Cosmetic surgeries keeping private clinics afloat, association says
According to the province's association of specialists in plastic and cosmetic surgery, procedures in private clinics have slowed down during the pandemic, but they don't have data to show by how much. They said they too are struggling to recruit staff.
A spokesperson for Dr. Éric Bensimon, the association's president, told CBC News in a statement that cosmetic surgeries have helped to keep many clinics operational, and the private sector has made efforts to reduce the burden the pandemic is placing on the public sector.
Private clinics are also performing medically necessary procedures, which "alleviates pressure on the [public] network," Mari-Claude Hotte said, before adding that there hasn't been an increase in the number of personnel transferring from public to private since the start of the pandemic.

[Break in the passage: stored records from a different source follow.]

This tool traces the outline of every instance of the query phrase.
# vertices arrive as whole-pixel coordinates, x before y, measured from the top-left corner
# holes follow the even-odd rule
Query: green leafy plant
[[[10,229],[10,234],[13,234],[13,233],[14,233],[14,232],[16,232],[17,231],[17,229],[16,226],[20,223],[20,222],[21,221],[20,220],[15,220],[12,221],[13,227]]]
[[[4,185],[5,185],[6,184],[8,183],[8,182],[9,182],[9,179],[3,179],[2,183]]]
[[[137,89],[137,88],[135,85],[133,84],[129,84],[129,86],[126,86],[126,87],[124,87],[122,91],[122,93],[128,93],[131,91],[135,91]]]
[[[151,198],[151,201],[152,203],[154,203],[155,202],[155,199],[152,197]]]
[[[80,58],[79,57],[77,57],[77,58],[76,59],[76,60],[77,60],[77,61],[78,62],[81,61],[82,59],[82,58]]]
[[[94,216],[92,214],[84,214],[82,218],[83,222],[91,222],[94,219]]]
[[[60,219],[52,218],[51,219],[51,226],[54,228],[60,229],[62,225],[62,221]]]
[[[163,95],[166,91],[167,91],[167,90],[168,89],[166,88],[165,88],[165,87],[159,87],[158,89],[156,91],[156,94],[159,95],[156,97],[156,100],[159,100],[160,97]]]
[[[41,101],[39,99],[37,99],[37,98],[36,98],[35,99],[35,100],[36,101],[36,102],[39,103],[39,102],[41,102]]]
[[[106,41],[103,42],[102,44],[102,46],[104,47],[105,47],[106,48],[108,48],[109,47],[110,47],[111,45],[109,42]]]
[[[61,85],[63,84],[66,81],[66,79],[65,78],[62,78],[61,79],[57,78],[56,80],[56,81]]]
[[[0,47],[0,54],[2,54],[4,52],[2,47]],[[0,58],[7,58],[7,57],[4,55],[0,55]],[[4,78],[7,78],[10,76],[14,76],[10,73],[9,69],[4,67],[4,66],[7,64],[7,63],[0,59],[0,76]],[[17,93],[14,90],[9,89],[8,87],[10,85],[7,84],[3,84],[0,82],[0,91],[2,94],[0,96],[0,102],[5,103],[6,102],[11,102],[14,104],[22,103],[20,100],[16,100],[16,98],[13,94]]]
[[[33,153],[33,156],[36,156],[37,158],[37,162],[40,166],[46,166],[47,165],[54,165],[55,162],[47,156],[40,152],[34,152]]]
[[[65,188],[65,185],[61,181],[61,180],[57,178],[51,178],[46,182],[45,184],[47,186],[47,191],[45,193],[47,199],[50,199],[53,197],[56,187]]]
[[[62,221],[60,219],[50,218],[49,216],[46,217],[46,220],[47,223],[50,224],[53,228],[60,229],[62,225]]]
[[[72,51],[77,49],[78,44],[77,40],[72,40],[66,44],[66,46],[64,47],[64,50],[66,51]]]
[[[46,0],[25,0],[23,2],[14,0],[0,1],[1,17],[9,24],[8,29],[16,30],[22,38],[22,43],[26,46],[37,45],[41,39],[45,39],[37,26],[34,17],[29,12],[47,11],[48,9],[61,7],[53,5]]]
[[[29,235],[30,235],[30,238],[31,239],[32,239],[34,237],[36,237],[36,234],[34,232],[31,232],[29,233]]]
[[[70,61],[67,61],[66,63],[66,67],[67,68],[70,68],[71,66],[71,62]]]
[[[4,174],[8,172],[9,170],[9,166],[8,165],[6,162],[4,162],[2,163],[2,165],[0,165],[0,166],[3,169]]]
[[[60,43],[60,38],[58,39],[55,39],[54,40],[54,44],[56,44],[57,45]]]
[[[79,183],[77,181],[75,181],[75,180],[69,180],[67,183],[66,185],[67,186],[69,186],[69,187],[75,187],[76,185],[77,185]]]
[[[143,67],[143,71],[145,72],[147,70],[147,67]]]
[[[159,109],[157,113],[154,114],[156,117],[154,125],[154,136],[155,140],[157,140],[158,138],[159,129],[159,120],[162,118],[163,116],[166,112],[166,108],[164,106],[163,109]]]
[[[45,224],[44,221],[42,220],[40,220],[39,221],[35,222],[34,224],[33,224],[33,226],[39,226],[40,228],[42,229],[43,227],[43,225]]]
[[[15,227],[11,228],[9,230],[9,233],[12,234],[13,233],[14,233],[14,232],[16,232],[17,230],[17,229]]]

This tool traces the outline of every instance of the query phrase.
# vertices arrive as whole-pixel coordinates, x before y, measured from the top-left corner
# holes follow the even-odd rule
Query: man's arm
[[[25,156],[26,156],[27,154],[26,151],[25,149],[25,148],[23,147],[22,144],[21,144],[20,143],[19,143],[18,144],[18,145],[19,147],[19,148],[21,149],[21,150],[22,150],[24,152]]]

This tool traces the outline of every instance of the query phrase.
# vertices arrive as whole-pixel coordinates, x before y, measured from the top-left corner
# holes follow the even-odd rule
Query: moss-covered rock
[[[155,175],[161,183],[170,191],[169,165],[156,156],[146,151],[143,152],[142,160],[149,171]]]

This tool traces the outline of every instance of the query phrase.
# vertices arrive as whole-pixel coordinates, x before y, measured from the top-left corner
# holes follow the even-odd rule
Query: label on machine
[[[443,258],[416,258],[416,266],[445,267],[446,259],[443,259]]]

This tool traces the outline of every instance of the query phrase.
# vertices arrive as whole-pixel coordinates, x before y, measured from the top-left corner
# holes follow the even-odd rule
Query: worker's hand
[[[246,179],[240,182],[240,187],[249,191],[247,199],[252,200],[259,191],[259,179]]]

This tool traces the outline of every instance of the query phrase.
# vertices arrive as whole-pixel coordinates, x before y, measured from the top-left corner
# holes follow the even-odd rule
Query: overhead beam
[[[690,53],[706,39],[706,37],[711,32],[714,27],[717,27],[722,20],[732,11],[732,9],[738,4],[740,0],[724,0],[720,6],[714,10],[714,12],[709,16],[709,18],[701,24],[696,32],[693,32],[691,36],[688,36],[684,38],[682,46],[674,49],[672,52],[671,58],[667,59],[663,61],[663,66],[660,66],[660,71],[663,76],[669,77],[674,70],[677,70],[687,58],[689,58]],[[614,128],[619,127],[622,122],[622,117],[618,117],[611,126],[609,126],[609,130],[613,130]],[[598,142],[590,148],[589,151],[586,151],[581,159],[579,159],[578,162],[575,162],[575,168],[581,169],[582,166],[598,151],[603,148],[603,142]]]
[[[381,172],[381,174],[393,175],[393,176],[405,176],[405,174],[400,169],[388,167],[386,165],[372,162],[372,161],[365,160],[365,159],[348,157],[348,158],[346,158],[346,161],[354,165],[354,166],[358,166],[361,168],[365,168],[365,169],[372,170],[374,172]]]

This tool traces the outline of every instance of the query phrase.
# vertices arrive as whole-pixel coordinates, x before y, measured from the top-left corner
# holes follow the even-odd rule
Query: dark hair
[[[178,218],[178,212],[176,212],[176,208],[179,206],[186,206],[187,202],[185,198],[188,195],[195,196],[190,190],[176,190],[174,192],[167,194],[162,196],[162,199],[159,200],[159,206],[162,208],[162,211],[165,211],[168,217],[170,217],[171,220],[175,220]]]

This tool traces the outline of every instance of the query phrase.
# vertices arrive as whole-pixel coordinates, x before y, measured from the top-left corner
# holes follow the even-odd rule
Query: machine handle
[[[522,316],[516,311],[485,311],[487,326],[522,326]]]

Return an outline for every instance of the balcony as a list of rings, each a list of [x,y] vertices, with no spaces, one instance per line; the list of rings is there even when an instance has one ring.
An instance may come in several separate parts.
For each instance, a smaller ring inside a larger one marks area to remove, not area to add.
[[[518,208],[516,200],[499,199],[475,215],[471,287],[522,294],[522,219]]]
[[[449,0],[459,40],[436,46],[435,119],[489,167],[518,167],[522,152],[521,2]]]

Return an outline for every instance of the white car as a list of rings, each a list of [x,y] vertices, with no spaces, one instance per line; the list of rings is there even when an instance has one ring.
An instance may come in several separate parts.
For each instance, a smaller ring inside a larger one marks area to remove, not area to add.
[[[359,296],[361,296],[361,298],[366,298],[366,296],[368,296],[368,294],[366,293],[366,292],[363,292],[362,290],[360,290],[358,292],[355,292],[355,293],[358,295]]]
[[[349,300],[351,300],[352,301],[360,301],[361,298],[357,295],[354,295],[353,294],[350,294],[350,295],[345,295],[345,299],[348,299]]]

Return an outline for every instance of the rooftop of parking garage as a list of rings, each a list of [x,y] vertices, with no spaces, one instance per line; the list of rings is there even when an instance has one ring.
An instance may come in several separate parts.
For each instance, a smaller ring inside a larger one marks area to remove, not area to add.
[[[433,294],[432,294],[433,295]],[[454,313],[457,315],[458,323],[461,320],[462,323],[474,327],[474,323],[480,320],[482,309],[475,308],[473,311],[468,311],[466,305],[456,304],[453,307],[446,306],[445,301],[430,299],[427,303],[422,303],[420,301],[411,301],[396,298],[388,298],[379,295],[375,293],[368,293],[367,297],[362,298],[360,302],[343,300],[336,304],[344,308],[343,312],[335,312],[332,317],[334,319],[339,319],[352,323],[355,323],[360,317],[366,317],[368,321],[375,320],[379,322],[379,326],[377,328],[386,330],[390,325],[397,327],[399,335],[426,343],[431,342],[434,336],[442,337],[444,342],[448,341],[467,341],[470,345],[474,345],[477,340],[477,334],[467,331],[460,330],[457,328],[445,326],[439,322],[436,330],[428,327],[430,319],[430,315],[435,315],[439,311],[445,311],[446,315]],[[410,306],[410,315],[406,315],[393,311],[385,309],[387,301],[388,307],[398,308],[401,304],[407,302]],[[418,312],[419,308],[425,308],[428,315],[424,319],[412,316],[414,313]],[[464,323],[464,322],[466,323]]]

Hotte also pointed out that nurses working in private facilities account for less than one per cent of the 76,000 nurses who are part of the provincial order.
When asked about the issue in a news conference on Thursday, Dubé said he's not ruling out calling in private health workers for reinforcements.
"If we need to do additional things every option is open at this stage," the health minister said. "At this stage we're trying to keep the right balance."
Is a facelift an essential service?
But the doctor who spoke to CBC said the issue is about more than a potential drain on key medical personnel. It's about showing solidarity in a pandemic.
They question why procedures like tummy tucks and facelifts are being allowed to continue, while so many other non-essential businesses, like restaurants, have been forced to close.
They hope the government will shut down non-essential cosmetic surgeries until mass vaccinations get the disease under control.
"You just have to do the right thing," they said.